Failure isn't fucking up, it's giving up

Gros passage à vide

Depuis le mardi de la première semaine des vacances de la Toussaint, rien ne va plus : je travaille très peu, je déprime et mange beaucoup, j’ai arrêté le sport…

Alors que les vacances de la Toussaint sont censées être l’occasion de rattraper son retard, voire de prendre de l’avance, et de se reposer, je n’ai rien fait de tout ça… (Au moins, j’ai vu des amies)

Au contraire, je me suis enfoncée dans le merveilleux monde des mangas (après tout, pourquoi faire prépa alors que je pourrais rejoindre l’équipage de Monkey D. Luffy et partir à l’aventure ?), j’ai totalement sombré dans mes travers alimentaires, je n’ai plus couru ni fait de POP Pilates ou presque…

Résultat, je me suis transformée en larve paresseuse, incapable de travailler plus de deux heures, avec une chambre dans un bordel sans nom, qui s’essouffle en prenant les escaliers, et qui préfère s’isoler pour se morfondre… Et n’osant pas se remette sur les rails parce que c’est bien connu, la reprise, c’est  bien trop difficile !

Alors, ai-je retrouvé mes travers de l’an dernier ? Est-ce que je n’aurais pas mieux fait d’intégrer, pour jouir de ma paresse tranquillement en école ?

Je ne pense pas. Voici donc mon plan d’action.

1: Ne rien regretter. Oui, j’ai pris du retard dans mon travail. Et alors ? Il n’est pas si grand, on s’en rend compte quand on s’y met. Je travaille déjà à le rattraper.

2: Me coucher tôt et manger. J’ai cru, pendant un temps, que je pourrais rattraper mon retard en dormant moins et en travaillant pendant ma pause du midi. C’est jeudi après-midi, lorsque j’étais tellement épuisée que je ne pouvais plus me tenir droite sur ma chaise en cours, que je me suis rendue compte de mon erreur (et encore, j’ai eu de la chance, j’ai vraiment cru pendant un moment que j’allais m’effondrer !). Et puis, le midi, c’est aussi et surtout l’occasion de sociabiliser…

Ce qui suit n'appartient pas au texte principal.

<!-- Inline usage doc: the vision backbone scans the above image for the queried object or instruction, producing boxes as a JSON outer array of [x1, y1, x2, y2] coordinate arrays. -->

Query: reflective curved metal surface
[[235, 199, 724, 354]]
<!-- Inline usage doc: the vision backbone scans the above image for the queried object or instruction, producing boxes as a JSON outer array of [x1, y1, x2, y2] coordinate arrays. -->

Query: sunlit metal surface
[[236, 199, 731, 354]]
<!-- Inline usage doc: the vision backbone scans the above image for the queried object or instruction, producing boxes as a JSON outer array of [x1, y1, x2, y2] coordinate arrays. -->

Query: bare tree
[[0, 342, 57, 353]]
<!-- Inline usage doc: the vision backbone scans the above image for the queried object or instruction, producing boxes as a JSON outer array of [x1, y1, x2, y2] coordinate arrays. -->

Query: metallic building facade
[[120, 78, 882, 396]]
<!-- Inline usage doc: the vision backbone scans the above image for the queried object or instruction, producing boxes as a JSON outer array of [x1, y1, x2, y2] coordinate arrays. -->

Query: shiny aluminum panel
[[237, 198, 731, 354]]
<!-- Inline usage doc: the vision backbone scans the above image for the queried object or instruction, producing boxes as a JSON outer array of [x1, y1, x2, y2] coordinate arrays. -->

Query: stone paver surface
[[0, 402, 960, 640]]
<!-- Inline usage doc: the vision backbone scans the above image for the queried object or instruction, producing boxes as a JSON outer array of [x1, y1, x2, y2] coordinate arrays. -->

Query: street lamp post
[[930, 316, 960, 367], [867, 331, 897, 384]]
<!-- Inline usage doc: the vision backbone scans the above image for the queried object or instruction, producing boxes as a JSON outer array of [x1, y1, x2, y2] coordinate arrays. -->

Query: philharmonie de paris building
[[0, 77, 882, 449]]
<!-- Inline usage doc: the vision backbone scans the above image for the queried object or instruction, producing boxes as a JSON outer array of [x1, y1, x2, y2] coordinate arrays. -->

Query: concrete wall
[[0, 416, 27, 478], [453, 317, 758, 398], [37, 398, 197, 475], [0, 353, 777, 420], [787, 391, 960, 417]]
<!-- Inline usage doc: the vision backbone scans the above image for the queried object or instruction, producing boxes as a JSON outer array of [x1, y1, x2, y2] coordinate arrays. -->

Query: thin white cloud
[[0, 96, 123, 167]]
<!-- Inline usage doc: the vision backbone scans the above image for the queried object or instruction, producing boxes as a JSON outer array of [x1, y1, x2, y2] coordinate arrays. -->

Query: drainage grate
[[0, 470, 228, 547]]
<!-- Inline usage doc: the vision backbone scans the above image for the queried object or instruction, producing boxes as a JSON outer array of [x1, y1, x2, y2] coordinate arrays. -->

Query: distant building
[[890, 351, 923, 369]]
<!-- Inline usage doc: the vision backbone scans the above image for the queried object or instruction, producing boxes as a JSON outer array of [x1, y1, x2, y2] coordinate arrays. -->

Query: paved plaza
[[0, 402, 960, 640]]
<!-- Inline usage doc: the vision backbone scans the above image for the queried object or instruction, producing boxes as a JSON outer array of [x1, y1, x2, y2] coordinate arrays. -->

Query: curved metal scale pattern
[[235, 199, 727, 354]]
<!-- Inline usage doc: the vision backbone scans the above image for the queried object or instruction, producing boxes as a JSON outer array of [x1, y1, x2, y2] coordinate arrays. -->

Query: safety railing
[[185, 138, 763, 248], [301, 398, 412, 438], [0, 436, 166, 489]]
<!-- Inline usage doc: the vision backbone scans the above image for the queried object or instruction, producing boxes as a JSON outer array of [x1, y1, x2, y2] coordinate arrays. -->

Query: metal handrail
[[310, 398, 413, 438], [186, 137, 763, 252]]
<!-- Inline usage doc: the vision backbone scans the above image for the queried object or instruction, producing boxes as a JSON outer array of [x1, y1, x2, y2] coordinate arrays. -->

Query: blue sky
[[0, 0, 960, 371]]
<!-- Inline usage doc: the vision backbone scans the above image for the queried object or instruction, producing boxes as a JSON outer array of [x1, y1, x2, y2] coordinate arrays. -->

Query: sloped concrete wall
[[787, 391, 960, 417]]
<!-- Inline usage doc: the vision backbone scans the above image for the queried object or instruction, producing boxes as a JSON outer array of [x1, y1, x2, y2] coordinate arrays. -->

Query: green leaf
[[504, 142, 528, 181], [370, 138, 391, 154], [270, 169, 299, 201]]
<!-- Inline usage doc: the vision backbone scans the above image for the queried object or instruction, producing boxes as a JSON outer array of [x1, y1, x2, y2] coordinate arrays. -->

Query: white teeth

3: Me remettre au sport. C’est fait, depuis ce weekend. Et qu’est-ce que ça fait du bien ! Non seulement avec le  blabla des endomorphines, mais  aussi pour la confiance en soi (et oui, même si je suis une coureuse débutante, un arrêt d’un mois n’est pas fatal ! La reprise est difficile, mais largement faisable. Et après une activité intense, on n’a qu’une seule envie, manger équilibré pour ne pas ruiner tous ces efforts…. Ce qui met de meilleure humeur, et dans de meilleures conditions pour travailler !

 

J’espère bien, d’ici une à deux semaines, écrire un article pour raconter comment je suis parvenue  à remonter la pente. Je me suis déjà pavée le chemin. Maintenant, il ne reste plus qu’à le prendre, ce coquin.